Ein gutes Gewissen kann man bewahren, wenn man alles, wozu dieses Gewissen anregt, aufrichtig und streng ausführt. Zugleich ist das Gewissen eine ganz und gar persönliche Sache. Nur wenn es dem Wort Gottes unterworfen ist, kann es so wirken, dass es zum Segen anderer und zur Ehre Gottes ist. Gerade weil das Gewissen so stark personengebunden ist, ist es kein starkes Argument. Es ist sehr subjektiv. Niemand kann es kontrollieren.

Diese Worte über sein Gewissen sind die einzigen Worte, die Paulus sagen kann. Er bekommt keine Möglichkeit, etwas über den Herrn Jesus zu sagen. Der Hohepriester wird sehr ärgerlich, möglicherweise sowohl durch den Eifer des Paulus als auch durch das, was er sagt. Wie wagt es dieser abgefallene Jude, über einen Wandel vor Gott mit einem guten Gewissen zu reden?! Er will die Sache sofort wieder selbst in die Hand nehmen und tut das, indem er den Auftrag erteilt, Paulus mit Gewalt den Mund zu verbieten. Als Paulus das hört, reagiert er unmittelbar mit einer scharfen Bemerkung. Seine Antwort ist zu Recht, sie offenbart aber nicht die Sanftmut Christi. Das Urteil, das Paulus hier fällt, hat den Charakter einer Prophezeiung, die sich nach der außerbiblischen Geschichte auch erfüllt hat.

Den Ausdruck „getünchte Wand“, den Paulus für den Hohenpriester gebraucht, hat er sich nicht selbst ausgedacht. Er hat ihn vom Propheten Hesekiel entlehnt, der diesen Ausdruck für die heuchlerischen Obersten Israels braucht, die das Volk in die Irre geführt haben (Hes 13:10; Mt 23:27). Ihr Reden glich dem Gebrauch von weißem Kalk, mit dem Risse und Löcher verschlossen wurden, so dass sie nicht mehr zu sehen waren. Ihre Worte machten den zerrissenen Zustand im Volk nicht nur unsichtbar, sondern gaben ihm ein schönes Ansehen. Gott wird diesen Zustand jedoch offenbaren und richten.

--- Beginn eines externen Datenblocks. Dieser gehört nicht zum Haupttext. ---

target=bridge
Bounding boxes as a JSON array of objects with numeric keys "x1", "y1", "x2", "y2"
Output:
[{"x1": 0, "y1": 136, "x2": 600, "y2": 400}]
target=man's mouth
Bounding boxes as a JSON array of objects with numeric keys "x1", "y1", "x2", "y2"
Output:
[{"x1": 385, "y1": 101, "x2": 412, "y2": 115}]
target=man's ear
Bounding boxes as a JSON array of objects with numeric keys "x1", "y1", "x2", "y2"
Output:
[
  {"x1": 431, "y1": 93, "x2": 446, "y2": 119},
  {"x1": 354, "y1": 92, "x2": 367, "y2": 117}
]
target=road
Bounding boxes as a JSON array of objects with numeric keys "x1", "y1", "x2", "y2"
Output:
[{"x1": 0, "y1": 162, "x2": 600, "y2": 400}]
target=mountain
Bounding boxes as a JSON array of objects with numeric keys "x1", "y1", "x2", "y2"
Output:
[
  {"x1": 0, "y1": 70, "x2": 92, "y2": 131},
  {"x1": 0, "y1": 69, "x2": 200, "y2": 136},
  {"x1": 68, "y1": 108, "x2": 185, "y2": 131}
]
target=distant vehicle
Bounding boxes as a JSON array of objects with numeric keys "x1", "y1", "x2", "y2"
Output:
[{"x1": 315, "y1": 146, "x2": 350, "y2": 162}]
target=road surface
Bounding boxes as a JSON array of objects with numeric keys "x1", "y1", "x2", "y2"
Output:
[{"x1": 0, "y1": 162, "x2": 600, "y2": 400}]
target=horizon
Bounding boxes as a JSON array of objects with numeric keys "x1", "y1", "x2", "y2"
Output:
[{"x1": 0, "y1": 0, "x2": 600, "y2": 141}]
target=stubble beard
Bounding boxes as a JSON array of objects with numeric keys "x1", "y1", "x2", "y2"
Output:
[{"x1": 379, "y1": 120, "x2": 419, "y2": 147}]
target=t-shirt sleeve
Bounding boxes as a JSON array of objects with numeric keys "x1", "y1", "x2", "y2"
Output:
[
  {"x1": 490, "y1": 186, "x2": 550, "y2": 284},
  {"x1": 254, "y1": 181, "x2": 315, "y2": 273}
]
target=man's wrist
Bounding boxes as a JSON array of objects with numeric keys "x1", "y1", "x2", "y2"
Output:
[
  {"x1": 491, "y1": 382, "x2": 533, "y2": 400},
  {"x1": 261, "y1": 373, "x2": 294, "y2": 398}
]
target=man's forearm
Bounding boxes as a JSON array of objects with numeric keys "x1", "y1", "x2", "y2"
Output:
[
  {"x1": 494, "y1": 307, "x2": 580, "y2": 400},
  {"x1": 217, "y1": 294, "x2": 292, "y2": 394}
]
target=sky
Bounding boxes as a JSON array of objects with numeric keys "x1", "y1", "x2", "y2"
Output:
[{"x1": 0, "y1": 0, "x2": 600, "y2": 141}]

Die Umherstehenden sind über die Beschimpfung des Hohenpriesters entrüstet. Für sie war er der Hohepriester Gottes. Offensichtlich war der Hohepriester nicht in Amtstracht erschienen und für Paulus daher nicht als solcher erkennbar. Es ist auch möglich, dass Paulus ihn nicht gut erkennen konnte, da er besonders schlechte Augen hatte (Gal 4:15; Gal 6:11). Paulus hat Respekt vor dem Amt, nicht vor dem Mann. Er redet nicht von dem „Hohenpriester Gottes“.

Er akzeptiert jedoch die Korrektur seiner Ausfälligkeit, weil er innerlich an ein Wort aus der Schrift erinnert wird (2Mo 22:27). Das Wort bringt Paulus zum Bekenntnis. Das zitierte Wort bezieht sich nicht auf einen Hohenpriester, sondern auf jemanden, der Autorität im Volk ausübt. Doch der Grundsatz hat allgemeine Gültigkeit und kann deswegen auch auf den Hohenpriester im Blick auf sein Amt angewandt werden, wie unwürdig der Mann sich in diesem Amt auch verhielt.

Paulus versucht nicht, seine Aussage zu relativieren, indem er den Text anders erklärt. Darin ist er uns ein Vorbild. Für ihn traf nicht zu, was der Herr sagen konnte: „Wer von euch überführt mich der Sünde?“ (Joh 8:46). Der Herr brauchte auch nie zu sagen: „Ich wusste nicht“. Der Herr antwortete dem Hohenpriester auf eine vollkommen würdige Weise und bekam dafür auch einen Schlag ins Gesicht. Seine Reaktion darauf war genauso vollkommen würdig wie seine Bemerkung zuvor (Joh 18:22; 23).